How can garment workers empower themselves for a better life?
When the film Made in Bangladesh by Rubaiyat Hossain ended in a recent screening in the Toronto International Film Festival, there was a hushed silence for a second, and then the entire hall of non-Bangladeshi audience members stood up and applauded.
I stood up and felt proud and teary-eyed. This doesn’t happen to me often.
It was a powerful movie (also one of the best Bangladeshi films that I have ever seen), one that shook me up from my middle-class complacency. I was not so proud of the fact that I was wearing a brand-name Eddie Bauer vest that was also made in Bangladesh -- the cost, according to my quick calculation, more than a month’s salary of a garment worker in Bangladesh.
The movie is about a non-compliant garments factory, somewhere in Dhaka, and centres around the life of Shumi and a few of her female co-workers. The film is directed by a young woman, Rubaiyat Hossain, and it is all about other young women who work in garments factories.

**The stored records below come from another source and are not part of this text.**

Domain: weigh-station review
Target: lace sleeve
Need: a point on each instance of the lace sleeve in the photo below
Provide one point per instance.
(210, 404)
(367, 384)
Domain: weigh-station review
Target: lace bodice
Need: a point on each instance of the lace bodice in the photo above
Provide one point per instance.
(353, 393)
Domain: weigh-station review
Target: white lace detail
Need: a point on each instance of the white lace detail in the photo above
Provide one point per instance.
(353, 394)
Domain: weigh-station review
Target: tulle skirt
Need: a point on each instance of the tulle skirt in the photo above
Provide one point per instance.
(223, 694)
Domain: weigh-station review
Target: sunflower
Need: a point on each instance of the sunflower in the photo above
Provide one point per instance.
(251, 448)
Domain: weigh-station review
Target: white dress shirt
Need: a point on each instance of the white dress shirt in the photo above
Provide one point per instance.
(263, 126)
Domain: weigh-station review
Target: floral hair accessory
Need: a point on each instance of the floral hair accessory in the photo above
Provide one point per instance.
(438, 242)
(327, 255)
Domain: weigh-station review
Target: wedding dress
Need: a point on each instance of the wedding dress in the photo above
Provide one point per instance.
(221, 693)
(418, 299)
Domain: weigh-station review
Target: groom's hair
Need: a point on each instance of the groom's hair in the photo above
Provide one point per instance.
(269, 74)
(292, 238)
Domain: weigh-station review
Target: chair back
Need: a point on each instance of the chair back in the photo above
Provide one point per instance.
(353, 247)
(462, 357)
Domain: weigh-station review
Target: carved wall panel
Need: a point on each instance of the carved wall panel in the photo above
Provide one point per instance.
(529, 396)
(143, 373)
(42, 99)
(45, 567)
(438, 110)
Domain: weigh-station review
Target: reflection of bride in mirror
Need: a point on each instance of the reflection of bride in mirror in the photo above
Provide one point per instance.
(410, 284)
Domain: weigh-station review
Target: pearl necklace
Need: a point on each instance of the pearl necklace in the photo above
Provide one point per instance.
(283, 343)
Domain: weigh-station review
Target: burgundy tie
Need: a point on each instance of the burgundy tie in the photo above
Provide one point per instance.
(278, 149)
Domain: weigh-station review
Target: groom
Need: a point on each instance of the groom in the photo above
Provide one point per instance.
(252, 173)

Soon after the movie begins, there is fire in the factory, and a stampede down the stairway as the workers try to escape (clearly there is no fire escape), which highlights the conditions of thousands of such factories throughout the nation. One woman dies, the factory closes down, overtime payments are stopped, and as the struggle for survival increases, the need for a voice to demand justice becomes imperative.
It is at this point that Shumi (played by Reekita Nondine Shimu) emerges as a true heroine at a time and an age when such heroism is so rare.
In a stellar, and incredibly nuanced and authentic performance, Shumi defies her husband, resists the threats and bribes of a thuggish floor manager, and manages to overcome all the bureaucratic obstacles in her struggles to form a trade union in the factory.
This in fact is the crux of the dramatic plot: To establish a trade union of female garment workers where such formations are seen as subversive to the new captains of industry in Bangladesh.
This is obviously a serious film with a serious message; Made in Bangladesh expertly combines documentary realism with drama in a way that is not in the least tendentious. The message which I got, and which the movie transmits very powerfully, is that female garment workers whom you see everyday (usually from your car) walking past you throughout the city, are real people with real lives and real struggles, and who are indeed the real heroes.
The real heroes are not the ones who tag along with the PM to the UNGA in New York, but the ones who earn less in a month (under Tk6,000) than the retail price of two or three “Made in Bangladesh” t-shirts in New York or Toronto, of which they sew more than 1,600 in a single day. The real face of brand-name “Made in Bangladesh” is the face of Shimu and not the face of the president of BGMEA.
The film doesn’t depict an idealized, romantic view of garment workers. With uncompromising realism, Rubaiyat Hossain takes us through the squalid underbelly of their lives; we see the squalour of their living conditions; we have glimpses of their dreams and their real love lives; mostly we see lives lived in excruciating deprivation, while “Made in Bangladesh” products are lavishly displayed in expensive boutiques abroad.
Their only hope for a better life is by empowering themselves through trade unions, to give themselves a voice to speak up against the daily grind of injustice and oppression that they work under.
Perhaps the film’s greatest virtue is its remarkably restrained realism in the portrayal of an underclass -- the dark, wet streets, the dingy slums, the hot and airless factory floor with no fire exit, depressing government offices overflowing with ancient files -- depicted with admirable authenticity.
The dialogues ring true and the costumes are just as shabby as they are in real life. It almost doesn’t feel like a movie made in Bangladesh.
Clearly, not every movie-goer is going to enjoy this movie, but I found it especially moving. My only hope is that the makers and distributors of this film make an effort to have a special screening for all the owners of garments factories in Bangladesh.
I would love to watch their faces as they watch this film.
Shawkat Hussain is a retired professor of English.